Contradiction of a statement? My textbook has asked me to find the "contradiction" of a given statement but I have not learned to do such a thing and googling has not yielded in any results whatsoever. Exactly what is the contradiction of a statement and how to form it, given any statement? 
Edit: This is the problem in question:

"Write the converse, contrapositive and contradiction of the statement "If ∆ABC is right angled at B, then AB²+BC²=AC²"

The answer for the contradiction of this statement is given as 

"∆ABC is right angled at B and AB²+BC²≠AC²"

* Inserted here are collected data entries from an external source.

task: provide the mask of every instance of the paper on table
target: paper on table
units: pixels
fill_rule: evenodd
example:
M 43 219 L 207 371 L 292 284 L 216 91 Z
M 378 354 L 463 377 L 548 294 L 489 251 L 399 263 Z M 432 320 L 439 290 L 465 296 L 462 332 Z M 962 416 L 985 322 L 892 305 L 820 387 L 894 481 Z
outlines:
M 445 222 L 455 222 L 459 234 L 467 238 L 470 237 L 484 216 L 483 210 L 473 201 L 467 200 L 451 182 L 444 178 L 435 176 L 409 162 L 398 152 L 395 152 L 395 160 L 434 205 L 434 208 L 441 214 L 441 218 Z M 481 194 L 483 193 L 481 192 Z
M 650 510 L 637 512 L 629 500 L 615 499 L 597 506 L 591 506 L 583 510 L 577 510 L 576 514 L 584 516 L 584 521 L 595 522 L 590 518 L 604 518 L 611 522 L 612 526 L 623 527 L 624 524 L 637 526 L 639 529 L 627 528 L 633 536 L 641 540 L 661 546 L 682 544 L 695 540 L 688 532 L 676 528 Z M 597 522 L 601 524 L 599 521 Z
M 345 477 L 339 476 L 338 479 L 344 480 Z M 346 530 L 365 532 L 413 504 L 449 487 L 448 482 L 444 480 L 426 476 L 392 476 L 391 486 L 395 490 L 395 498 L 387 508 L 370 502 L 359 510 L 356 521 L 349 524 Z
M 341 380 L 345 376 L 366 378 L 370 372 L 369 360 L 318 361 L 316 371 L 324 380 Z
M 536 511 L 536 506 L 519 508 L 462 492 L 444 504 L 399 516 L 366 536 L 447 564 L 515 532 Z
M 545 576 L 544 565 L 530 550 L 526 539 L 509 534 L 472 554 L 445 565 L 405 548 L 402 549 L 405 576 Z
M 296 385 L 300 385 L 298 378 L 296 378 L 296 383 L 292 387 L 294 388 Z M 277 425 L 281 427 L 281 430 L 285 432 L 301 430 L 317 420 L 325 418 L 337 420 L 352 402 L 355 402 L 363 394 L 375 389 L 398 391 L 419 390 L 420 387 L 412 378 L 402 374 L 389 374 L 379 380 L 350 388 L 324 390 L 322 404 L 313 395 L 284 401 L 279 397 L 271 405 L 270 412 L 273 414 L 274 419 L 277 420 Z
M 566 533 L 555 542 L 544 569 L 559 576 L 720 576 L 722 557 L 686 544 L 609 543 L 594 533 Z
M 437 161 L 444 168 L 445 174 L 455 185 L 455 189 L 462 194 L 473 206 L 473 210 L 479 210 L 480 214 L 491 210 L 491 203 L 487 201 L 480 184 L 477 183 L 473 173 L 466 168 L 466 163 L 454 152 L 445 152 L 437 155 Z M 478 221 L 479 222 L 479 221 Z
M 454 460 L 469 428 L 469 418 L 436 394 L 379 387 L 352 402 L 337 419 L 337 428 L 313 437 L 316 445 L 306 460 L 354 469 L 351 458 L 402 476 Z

 A: What you seem to be asking, when you (your text) refers to the "contradiction" of a statement, might be better termed as the "negation" of a sentence. For example, if person A declares $p$, another person B would be contradicting A by declaring "not $p$. That is, person B is asserting the negation of $p$.
So, we have a sentence we'll call $p$.  It's negation is simply $"\lnot p".$
So if we know that $p$ is true, its negation would be false.
If the sentence (proposition), for example, is "$x$ is an odd number", it's negation would be "it is not the case that $x$ is an odd number," or equivalently, its negation would be "$x$ is an even number."
A: a contradiction is a statement which is always false,  like P and notP.
for example if we have a<1  and we find that a>1, there is a contradiction.
a statement whis is always true is called a tautology ( tautologie in french).
for example :
the square of a real is positive.
A: Let's use formal approach.
Let $$A = \text{∆ABC is right angled at B},$$
$$B = \text{AB²+BC²=AC²}.$$
Then your first statement is $A \to B$ that is equal to $\neg A \vee B$. The contradiction (using de Morgan's theorem) is $\neg(\neg A \vee B) = A \& \neg B$. And this stands for exactly '∆ABC is right angled at B and AB²+BC²≠AC²'.
A: But the original post asked for the contradiction of a statement, not just a statement that "is" a contradiction.